Many say we are in the full swing of the digital age. Smart phones are in pockets and purses. Tablets are in backpacks, briefcases, and handbags. Social media is a main means of communication. We type more than we use a pens. Pens are mainly used for short quick notes for those over the age of 35. Evernote and other note-taking apps have overcome the post-it note. Why, with all this great and useful technology, would I choose to use a pen and in particular a pen that requires cleaning and maintenance. I can get a free app or use a Bic (the pen that expects no responsibility, like a writing one-night stand).
It all started while I was in my final semester of graduate school, soon before I would be ordained a priest. Each year the seminary would send the first year theologians on a mission trip to Granada, Nicaragua. I was part of the leadership team that assured that everything flowed smoothly for the participants so they could enter into the experience of ministering to the poor in and around Granada. Towards the end of the trip each year, we had a celebratory meal at a local restaurant. The place that year was new to us veterans. It was situated on a bay of Lake Granada with one the mountains overlooking it. It was a perfect spot for a restaurant. All the seating was outside at this long table fitting all 36 of us. Sitting next to me was one of the participants who over the past two years I admired. He had left a successful career to follow God’s call for him to priesthood. During our conversation that night, we somehow got to talking about pens and the fact that he writes almost exclusively with fountain pens, which to me was new and exciting and mysterious and strange and wonderful and romantically out of date. He was gracious enough to let us try the pen he was currently carrying and if my memory serves me write (pun intended) it was a black Pilot Falcon with a soft-fine nib (shown above). He took out a pocket notebook, and I put pen to paper.
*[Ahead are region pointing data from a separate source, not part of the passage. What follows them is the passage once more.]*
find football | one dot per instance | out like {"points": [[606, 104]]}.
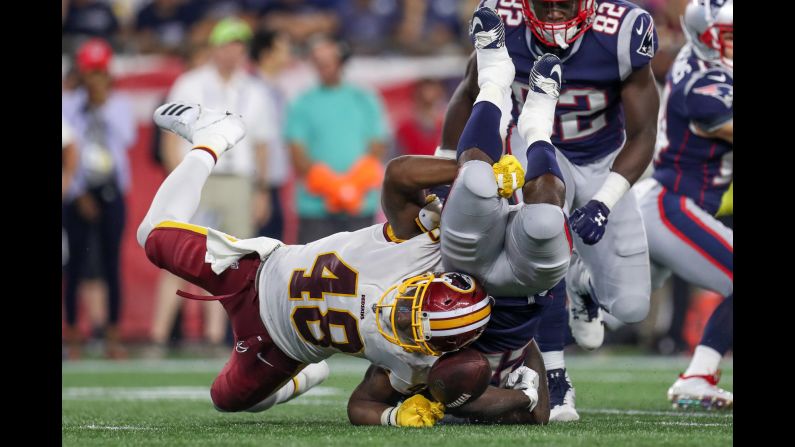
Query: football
{"points": [[459, 377]]}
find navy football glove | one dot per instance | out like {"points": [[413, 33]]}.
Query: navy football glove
{"points": [[590, 221]]}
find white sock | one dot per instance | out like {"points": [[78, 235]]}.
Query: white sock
{"points": [[553, 360], [705, 361], [537, 118], [500, 97], [283, 394], [178, 197]]}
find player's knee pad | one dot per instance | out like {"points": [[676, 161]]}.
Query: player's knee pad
{"points": [[143, 232], [478, 178], [541, 159]]}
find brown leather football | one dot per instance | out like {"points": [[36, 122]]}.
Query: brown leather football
{"points": [[459, 377]]}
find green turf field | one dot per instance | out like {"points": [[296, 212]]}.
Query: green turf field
{"points": [[621, 400]]}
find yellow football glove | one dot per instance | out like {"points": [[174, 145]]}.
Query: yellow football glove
{"points": [[417, 411], [431, 214], [509, 175]]}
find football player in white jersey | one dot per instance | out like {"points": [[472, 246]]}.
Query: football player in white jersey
{"points": [[367, 293]]}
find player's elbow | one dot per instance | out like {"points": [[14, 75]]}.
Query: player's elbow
{"points": [[143, 232], [396, 173]]}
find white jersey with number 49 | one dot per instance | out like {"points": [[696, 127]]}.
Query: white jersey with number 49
{"points": [[318, 299]]}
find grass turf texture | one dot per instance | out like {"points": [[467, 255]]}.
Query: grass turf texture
{"points": [[621, 400]]}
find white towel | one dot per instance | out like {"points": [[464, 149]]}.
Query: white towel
{"points": [[224, 251]]}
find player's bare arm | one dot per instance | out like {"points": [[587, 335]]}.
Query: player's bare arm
{"points": [[641, 103], [404, 181], [372, 397]]}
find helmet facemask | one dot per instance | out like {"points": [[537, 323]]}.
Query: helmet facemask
{"points": [[571, 19], [399, 316]]}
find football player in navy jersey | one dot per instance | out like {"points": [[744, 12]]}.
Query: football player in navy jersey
{"points": [[604, 132], [692, 171]]}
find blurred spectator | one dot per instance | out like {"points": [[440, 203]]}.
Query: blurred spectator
{"points": [[163, 26], [228, 196], [85, 19], [104, 129], [271, 53], [369, 24], [430, 27], [300, 18], [421, 132], [337, 134]]}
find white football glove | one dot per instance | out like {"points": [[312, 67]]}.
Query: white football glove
{"points": [[431, 214], [526, 380]]}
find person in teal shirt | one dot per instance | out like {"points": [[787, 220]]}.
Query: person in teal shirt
{"points": [[337, 135]]}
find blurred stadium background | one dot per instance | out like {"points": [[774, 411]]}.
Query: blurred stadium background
{"points": [[411, 53]]}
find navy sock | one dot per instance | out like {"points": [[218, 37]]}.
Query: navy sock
{"points": [[482, 131], [719, 333], [554, 326], [541, 160]]}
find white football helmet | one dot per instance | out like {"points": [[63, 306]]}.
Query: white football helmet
{"points": [[698, 23]]}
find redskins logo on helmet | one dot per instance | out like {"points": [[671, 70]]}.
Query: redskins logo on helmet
{"points": [[724, 23], [557, 23], [433, 313]]}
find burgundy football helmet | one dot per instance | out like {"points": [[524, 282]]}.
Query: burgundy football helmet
{"points": [[557, 23], [434, 313]]}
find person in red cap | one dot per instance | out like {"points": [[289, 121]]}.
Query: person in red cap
{"points": [[94, 211]]}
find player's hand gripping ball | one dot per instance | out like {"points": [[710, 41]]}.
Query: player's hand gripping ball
{"points": [[459, 377], [509, 174], [418, 411]]}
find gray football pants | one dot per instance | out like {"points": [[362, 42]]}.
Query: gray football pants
{"points": [[515, 250], [619, 262], [698, 256]]}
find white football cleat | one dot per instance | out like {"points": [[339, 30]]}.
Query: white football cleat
{"points": [[314, 374], [700, 392], [561, 397], [206, 128], [585, 316]]}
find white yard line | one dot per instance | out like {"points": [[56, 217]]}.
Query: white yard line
{"points": [[163, 393], [727, 415], [687, 424], [115, 427]]}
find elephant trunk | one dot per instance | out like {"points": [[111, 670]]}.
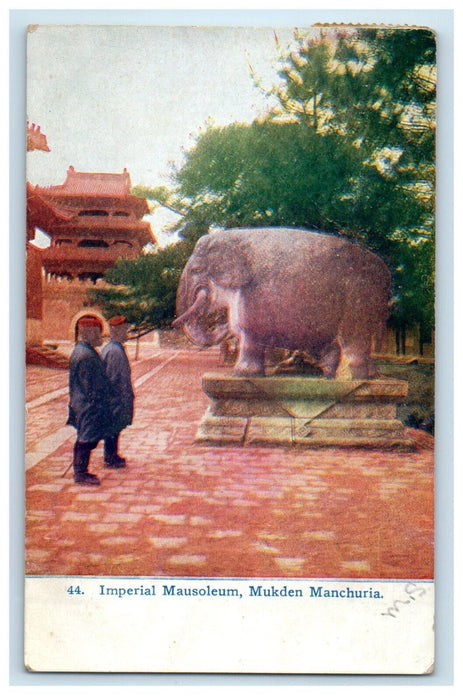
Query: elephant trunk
{"points": [[202, 323]]}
I had never seen a fountain pen before, except in Indiana Jones and the Last Crusade where Brody uses the ink as a weapon on an unsuspecting Nazi tank engineer. I certainly had never used one before. It seemed as foreign and exotic as the locale I was currently in, a place that I would visit but never stay. Pen to paper the feel was so smooth compared to the (yes) Bic I had in my pocket. The line was dark and seemed like it would would never fade, and this particular pen had a semi-flex to the nib so the line width changed depending on the amount of pressure I used. I resolved that afternoon in the shadow of a mountain with the breezes of a Central American lake in the middle of January, “I am going to buy a fountain pen.”
It is now two years later. What was one pen in late January in 2012 is now around seventy fountain pens, ballpoints, rollerballs, and brush pens. Over the course of those two years, I fell in love again with writing, the very act of it. There is a certain tactile pleasure of feeling the nib/tip hit the page that a touchscreen mitigates. The pages, for the most part, give resistance, which lets you know you are putting something down. Using a stylus or my fingers on a keyboard keep me at (pun intended again I guess) arms length from whatever I’m producing. With a pen, I feel fully immersed, me, my thoughts, and my thoughts communicated through colorful characters flowing from a pen.
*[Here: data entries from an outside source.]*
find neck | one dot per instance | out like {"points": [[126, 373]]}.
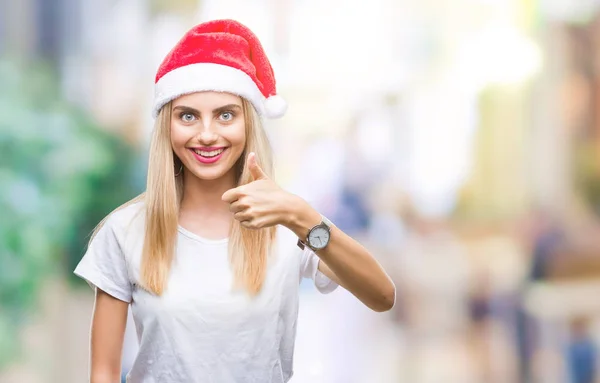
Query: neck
{"points": [[203, 197]]}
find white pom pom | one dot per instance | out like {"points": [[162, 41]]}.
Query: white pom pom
{"points": [[275, 106]]}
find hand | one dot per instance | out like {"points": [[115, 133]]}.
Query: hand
{"points": [[260, 203]]}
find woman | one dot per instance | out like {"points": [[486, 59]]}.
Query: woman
{"points": [[210, 257]]}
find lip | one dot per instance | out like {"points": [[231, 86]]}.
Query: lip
{"points": [[205, 160]]}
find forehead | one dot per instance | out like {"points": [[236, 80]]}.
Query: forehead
{"points": [[207, 100]]}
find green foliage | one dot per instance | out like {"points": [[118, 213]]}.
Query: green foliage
{"points": [[59, 174]]}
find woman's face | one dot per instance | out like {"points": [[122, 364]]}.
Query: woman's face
{"points": [[208, 133]]}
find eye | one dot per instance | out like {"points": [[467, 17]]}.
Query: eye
{"points": [[226, 116], [187, 117]]}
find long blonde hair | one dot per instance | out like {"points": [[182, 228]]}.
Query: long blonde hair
{"points": [[248, 249]]}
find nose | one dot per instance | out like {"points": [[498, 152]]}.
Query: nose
{"points": [[207, 133]]}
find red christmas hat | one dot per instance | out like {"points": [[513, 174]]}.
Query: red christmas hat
{"points": [[222, 56]]}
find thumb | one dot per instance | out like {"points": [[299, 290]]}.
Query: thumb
{"points": [[255, 170]]}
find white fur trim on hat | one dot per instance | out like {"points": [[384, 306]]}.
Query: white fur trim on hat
{"points": [[208, 77]]}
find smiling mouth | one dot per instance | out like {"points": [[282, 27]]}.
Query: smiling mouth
{"points": [[208, 154]]}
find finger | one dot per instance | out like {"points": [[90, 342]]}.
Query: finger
{"points": [[237, 206], [255, 170], [231, 195]]}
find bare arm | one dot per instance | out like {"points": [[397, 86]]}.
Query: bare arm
{"points": [[108, 330], [347, 262]]}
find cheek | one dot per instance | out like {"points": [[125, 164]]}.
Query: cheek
{"points": [[178, 138]]}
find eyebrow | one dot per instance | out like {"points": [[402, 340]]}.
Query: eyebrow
{"points": [[215, 111]]}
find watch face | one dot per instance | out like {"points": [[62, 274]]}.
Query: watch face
{"points": [[319, 237]]}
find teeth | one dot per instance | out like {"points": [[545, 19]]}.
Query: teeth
{"points": [[209, 154]]}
It is isn’t just the feel that keeps me writing. It what’s going one in my brain. Each stroke, each word, each phrase needs to be much more intentional. There is no autocorrect or spell-check with pen and paper. Writing exercises my brain as well. Typing on a laptop for me doesn’t tax my brain (I had a job as a data entry clerk for a while). Typing may be more productive in word count per minute, but in that action of <click> <click> <clap> <click> my heart and my soul is not as lifted or moved.
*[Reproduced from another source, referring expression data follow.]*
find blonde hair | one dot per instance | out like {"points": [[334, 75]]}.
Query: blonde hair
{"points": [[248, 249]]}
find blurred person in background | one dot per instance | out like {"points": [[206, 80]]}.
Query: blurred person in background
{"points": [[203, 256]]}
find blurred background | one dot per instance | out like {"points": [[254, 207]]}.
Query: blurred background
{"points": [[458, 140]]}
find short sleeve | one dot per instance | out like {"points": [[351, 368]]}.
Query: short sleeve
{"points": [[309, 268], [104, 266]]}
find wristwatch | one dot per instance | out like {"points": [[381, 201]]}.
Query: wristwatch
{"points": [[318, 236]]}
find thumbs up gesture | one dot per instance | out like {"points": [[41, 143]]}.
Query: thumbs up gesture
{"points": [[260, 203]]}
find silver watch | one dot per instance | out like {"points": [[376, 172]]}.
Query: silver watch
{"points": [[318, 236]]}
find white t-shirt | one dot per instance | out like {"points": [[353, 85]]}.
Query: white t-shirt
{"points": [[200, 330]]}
With pens, and fountain pens in particular, I’m able to inject a bit of color in my normal everyday life. I’m able to take down a phone message in a blue reminiscent of the clear waters of the Florida beach (to the left) or a black that reminds me of looking up from my sleeping bag in a tent while camping, total darkness (below), or an ink with the varying shades of a tree in autumn (above).
Finally, I carry around with me not just something that is functional, but something that is also beautiful. Many of my pens are works of beautiful engineering and design and can be considered works of art. By being in hand, they can lift me up from mere use to the one who is the Most Beautiful, the One from whom all beauty flows. Each pen, then is a reminder, that I am loved. That I was created to admire beauty. That I wasn’t created to be for mere use but to be enjoyed for my own sake. It is a reminder that all around me are revelations of the God I love and serve.